Becoming a new people that produces good fruit

Twenty-seventh Sunday in Ordinary Time, Cycle A

Is 5, 1-7; Phil 4,6-9; Mt 21, 33-43


Vines, plants and our precious little projects

I wonder how many of you own vineyards and vines. As for myself, I do not have any. I do not have green fingers either, let alone how much I can tend vines so that they bear good fruit. We might not all have vineyards and vines, true. But we all have our babies - by which I mean, our little projects, that we keep dearly and close to our heart as though they were our babies. We care for these projects and spend our resources on them because we want them to bear fruit, good fruit. Whether it is our relationships, our family, the house we are building, our career or our work, we dedicate a lot of time and energy to it. We want our project to be a success.

The recurrent story of the People of God

Now today's first reading and gospel, which both speak of a landowner and his vineyard remind me of yet another story that we find in a beautiful chapter from the Book of the Prophet Ezekiel. It tells the story of a king who stumbles upon a newborn child abandoned in the desert. The king is moved with pity, takes this newborn child in his care, anointing it with the finest oils and perfumes, giving it silk clothes and food. The king shares his kingdom with this child until she is of marriageable age. Yet, the young woman is ungrateful and unfaithful to the King, sells all that she would have received to people who would ultimately betray her and disrespect her and chooses to return to a life not very different from the life that she was living before being found by the king.

God's personal and concrete love for us

This young woman, like the vine in the vineyard, represents the People of God, it represents us. We too have been given so much by God: we have been loved into existence, we have been given his Son to be saved, God has spoken to us through the scriptures and we have been born into a Church. Each one of us can add his or her own ways in which God has loved us personally and in concrete ways in our life. Perhaps the birth of a child or grandchild that has bought joy to the family, a powerful retreat that you would have experienced, a liberating confession through which you realised once more God love for you.

When the landowner comes, will he find any fruit?

Now today's readings make us ask ourselves, What about me, what does God find when he looks into my heart and looks for fruit there? Are there sweet grapes or sour grapes, if there is any fruit at all? I am always struck by a beautiful prayer which reminds us how much is expected from whom much has been given, and how we are not any different from so many other modern-day saints: Oscar Romero, Mother Teresa, John Paul II - after all, haven't we all been given the same Word, graced by the same Spirit and nourished at the same table? We have been forgiven by God, but do others find forgiveness in our hearts, or do they find judgement and condemnation instead? We have been loved generously and freely by God, but do our actions reflect this reality or are we stingy with our resources: with our time, with our friendships and with our sense of welcoming strangers?
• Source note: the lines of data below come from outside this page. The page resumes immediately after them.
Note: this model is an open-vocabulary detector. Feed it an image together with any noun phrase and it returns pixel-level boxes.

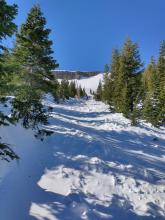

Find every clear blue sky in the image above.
[6,0,165,71]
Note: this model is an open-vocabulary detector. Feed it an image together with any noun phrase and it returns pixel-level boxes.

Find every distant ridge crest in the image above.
[52,70,102,80]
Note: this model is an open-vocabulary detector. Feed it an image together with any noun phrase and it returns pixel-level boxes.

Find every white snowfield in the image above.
[0,75,165,220]
[58,73,104,95]
[74,73,104,94]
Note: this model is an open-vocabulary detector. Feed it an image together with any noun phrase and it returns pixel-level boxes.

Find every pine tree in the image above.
[102,72,110,102]
[157,41,165,125]
[158,41,165,86]
[102,49,121,111]
[143,58,160,126]
[0,0,17,55]
[82,88,86,97]
[118,38,143,117]
[95,80,103,101]
[10,4,60,130]
[0,0,18,161]
[104,64,110,73]
[77,85,82,98]
[69,81,77,98]
[79,86,85,98]
[59,79,70,100]
[0,0,17,92]
[109,49,121,110]
[13,5,59,92]
[130,71,143,125]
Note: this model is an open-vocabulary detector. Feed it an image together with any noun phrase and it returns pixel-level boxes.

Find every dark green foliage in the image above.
[69,81,77,97]
[102,49,121,111]
[98,38,165,126]
[95,38,165,126]
[58,79,70,100]
[142,59,160,126]
[118,39,143,117]
[82,88,86,97]
[104,64,110,74]
[0,0,18,94]
[158,41,165,87]
[12,88,48,129]
[77,85,86,98]
[14,5,58,73]
[0,4,59,161]
[0,0,17,53]
[13,4,59,97]
[0,0,18,161]
[157,41,165,125]
[9,4,59,135]
[94,80,103,101]
[98,38,143,121]
[142,43,165,126]
[57,79,86,100]
[102,73,111,103]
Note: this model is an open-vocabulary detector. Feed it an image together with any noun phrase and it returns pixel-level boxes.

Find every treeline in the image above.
[0,1,86,161]
[95,38,165,127]
[55,79,86,101]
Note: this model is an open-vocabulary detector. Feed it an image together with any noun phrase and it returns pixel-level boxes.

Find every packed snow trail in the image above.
[0,98,165,220]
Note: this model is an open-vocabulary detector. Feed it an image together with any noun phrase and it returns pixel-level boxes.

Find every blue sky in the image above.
[6,0,165,71]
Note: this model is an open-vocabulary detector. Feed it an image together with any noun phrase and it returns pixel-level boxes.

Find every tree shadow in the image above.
[47,108,165,184]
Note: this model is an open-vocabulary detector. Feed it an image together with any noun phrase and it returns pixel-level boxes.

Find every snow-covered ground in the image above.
[74,73,104,94]
[0,96,165,220]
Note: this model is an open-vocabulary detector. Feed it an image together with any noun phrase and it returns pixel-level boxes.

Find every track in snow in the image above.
[0,98,165,220]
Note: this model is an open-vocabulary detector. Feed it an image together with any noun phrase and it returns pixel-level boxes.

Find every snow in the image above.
[74,73,104,94]
[0,84,165,219]
[58,73,104,95]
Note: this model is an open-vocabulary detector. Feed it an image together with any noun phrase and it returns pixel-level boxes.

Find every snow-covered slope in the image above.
[58,73,104,95]
[74,73,104,94]
[0,97,165,220]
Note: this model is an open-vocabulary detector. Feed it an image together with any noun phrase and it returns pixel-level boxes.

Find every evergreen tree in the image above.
[158,41,165,86]
[95,80,103,101]
[0,0,17,55]
[109,49,121,110]
[10,4,59,131]
[9,5,59,147]
[77,85,81,98]
[13,5,59,93]
[104,64,110,73]
[69,81,77,98]
[82,88,86,97]
[130,72,143,125]
[59,79,70,100]
[0,0,18,161]
[75,84,85,98]
[143,58,160,126]
[0,0,17,92]
[79,86,85,98]
[12,87,48,129]
[96,39,164,126]
[157,41,165,125]
[102,72,110,102]
[118,38,143,117]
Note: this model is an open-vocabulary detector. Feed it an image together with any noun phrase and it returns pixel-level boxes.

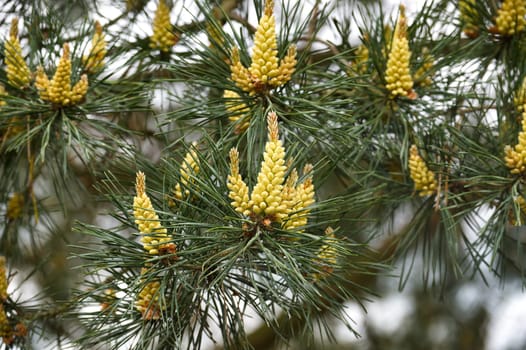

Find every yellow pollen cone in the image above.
[4,18,31,89]
[83,21,107,73]
[505,111,526,175]
[133,171,174,255]
[229,0,296,95]
[494,0,526,36]
[150,0,179,52]
[409,144,437,196]
[385,5,415,99]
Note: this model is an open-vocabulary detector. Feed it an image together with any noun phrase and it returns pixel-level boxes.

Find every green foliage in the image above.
[0,0,526,349]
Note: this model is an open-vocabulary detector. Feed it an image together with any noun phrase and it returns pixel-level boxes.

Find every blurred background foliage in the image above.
[0,0,526,348]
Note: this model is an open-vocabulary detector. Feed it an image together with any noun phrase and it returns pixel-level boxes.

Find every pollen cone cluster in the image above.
[206,11,225,51]
[385,5,414,99]
[351,40,369,74]
[505,111,526,175]
[150,0,179,52]
[173,146,200,201]
[249,0,279,83]
[282,164,315,230]
[0,257,8,342]
[4,18,31,89]
[313,227,338,281]
[6,193,24,220]
[135,280,164,320]
[83,21,107,73]
[227,148,251,216]
[0,305,9,343]
[382,24,394,56]
[459,0,480,37]
[1,113,25,141]
[514,77,526,113]
[0,257,7,302]
[36,43,88,106]
[224,90,250,133]
[517,196,526,212]
[249,113,288,218]
[206,21,222,48]
[227,112,315,230]
[0,85,6,107]
[230,0,296,95]
[134,172,175,256]
[409,144,437,196]
[494,0,526,36]
[414,47,434,87]
[0,257,25,344]
[510,195,526,225]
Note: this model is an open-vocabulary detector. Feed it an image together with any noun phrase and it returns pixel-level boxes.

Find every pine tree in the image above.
[0,0,525,349]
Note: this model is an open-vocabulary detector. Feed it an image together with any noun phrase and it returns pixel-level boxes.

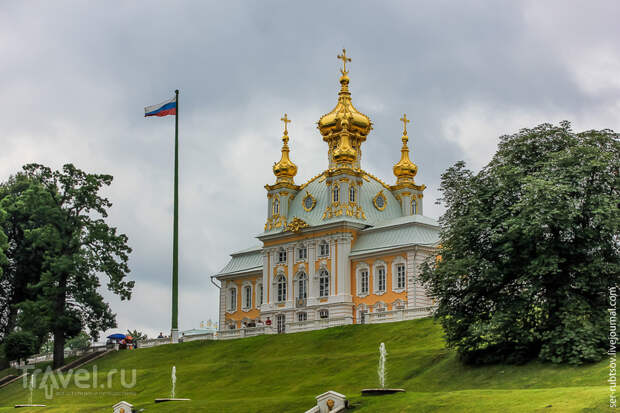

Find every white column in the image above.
[330,238,336,296]
[269,249,275,304]
[287,245,294,305]
[308,240,317,302]
[261,250,268,309]
[336,235,352,298]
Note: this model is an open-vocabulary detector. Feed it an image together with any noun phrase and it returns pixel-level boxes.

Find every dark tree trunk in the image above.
[52,328,65,369]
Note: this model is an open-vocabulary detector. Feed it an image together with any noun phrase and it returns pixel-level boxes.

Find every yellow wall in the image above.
[350,254,407,322]
[224,274,261,328]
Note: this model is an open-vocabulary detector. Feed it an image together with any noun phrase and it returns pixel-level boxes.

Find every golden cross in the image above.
[400,114,410,135]
[337,48,351,74]
[280,113,291,134]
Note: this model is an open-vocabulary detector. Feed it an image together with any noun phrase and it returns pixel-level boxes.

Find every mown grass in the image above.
[0,319,611,412]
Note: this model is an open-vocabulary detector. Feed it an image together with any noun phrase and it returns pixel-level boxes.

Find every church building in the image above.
[213,51,439,333]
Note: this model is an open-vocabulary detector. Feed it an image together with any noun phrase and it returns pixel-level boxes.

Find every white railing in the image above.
[10,345,109,368]
[181,332,215,342]
[287,316,353,333]
[136,338,170,348]
[365,306,436,324]
[217,326,276,340]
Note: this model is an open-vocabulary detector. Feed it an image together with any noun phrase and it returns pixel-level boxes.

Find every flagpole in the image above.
[171,89,179,343]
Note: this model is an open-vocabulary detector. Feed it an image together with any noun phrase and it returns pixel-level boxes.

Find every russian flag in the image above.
[145,96,177,117]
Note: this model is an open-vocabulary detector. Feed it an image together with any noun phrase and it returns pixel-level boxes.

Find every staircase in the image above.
[56,350,110,373]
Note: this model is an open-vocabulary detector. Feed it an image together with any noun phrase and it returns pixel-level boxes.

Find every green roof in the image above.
[262,172,403,235]
[216,245,262,277]
[350,216,439,256]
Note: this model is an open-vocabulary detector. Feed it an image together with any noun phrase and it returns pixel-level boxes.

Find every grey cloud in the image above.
[1,0,618,336]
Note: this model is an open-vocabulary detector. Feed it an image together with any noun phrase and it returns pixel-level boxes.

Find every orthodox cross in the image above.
[281,113,291,134]
[400,114,410,135]
[337,49,351,74]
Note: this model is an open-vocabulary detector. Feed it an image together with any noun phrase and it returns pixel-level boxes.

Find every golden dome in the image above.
[317,49,372,168]
[273,114,298,183]
[317,74,373,137]
[393,114,418,182]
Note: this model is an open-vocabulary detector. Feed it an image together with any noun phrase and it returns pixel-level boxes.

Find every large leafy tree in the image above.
[15,164,134,368]
[420,122,619,365]
[0,174,51,351]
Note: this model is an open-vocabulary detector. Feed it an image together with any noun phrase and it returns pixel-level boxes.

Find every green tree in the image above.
[126,329,148,341]
[65,331,91,351]
[0,174,50,350]
[4,331,37,364]
[420,122,619,365]
[18,164,134,368]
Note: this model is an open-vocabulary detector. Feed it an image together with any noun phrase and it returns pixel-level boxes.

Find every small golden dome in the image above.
[393,114,418,182]
[273,114,298,183]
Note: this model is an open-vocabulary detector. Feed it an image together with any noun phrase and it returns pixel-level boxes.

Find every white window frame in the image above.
[374,261,387,295]
[275,274,287,303]
[242,284,252,310]
[318,240,330,258]
[273,196,279,215]
[297,245,307,261]
[296,272,308,299]
[297,312,307,322]
[319,269,330,298]
[278,248,287,264]
[228,287,237,312]
[356,263,370,297]
[411,197,417,215]
[318,309,329,319]
[392,258,407,292]
[257,283,263,307]
[332,184,339,203]
[349,186,356,203]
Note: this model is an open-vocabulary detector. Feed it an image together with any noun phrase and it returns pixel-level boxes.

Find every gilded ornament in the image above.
[327,399,335,410]
[373,190,387,211]
[302,192,316,212]
[286,217,309,233]
[317,49,372,170]
[393,113,418,183]
[272,113,298,184]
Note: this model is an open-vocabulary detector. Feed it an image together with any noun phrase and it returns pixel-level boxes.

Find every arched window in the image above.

Jesus' listeners condemn themselves

It is interesting to note how this time it is as though Jesus is setting a trap for his listeners. They condemn those who got rid of the landowner's servants, and of the landowner's son. But then Jesus helps them realise that they are not better and that that is exactly what they are doing. And this got me thinking: how many times do I do the same thing as well buy closing the door to so many opportunities that the Lord gives me to grow and to bear fruit? How many times do I put up a "No Entry" sign in certain areas of my life, areas where Jesus just cannot enter? He is welcome all the areas of my life except those one or two areas I prefer to keep hidden from him.

The cornerstone - or rather, the keystone

But then here is where the saving power of Jesus comes in. That same rejection, which Jesus calls the "cornerstone" referring to himself builds a new people which will ultimately bear good fruit. What is this cornerstone? We can think of it at the keystone, which is that oddly-shaped stone right at the centre of any arch or bridge. It stands out from all the other stones, because it is usually of a different size, with slanting sides. In fact the builders fashion it out of the stones that they would have discarded precisely because it is unlike the other stones. Our same rejection of Jesus makes us aware of how much we need Jesus to produce good fruit. It is through his dying on the cross that we can now have life. This is what makes us a new people, whom Jesus says will now tend the vineyard and produce good and abundant fruit.

Resolution

Like the builders, we must return to the stone that we rejected, Jesus himself, and allow him to be the cornerstone, the keystone of our lives. We do not need own any vineyards or have green fingers to produce good fruit. We only need to open the doors wide for Christ and take down the no-entry signs from those corners in our lives. Then the vine planed in us will produce fruit, good fruit, sweet and abundant for us to enjoy and for the enjoyment of our brothers and sisters.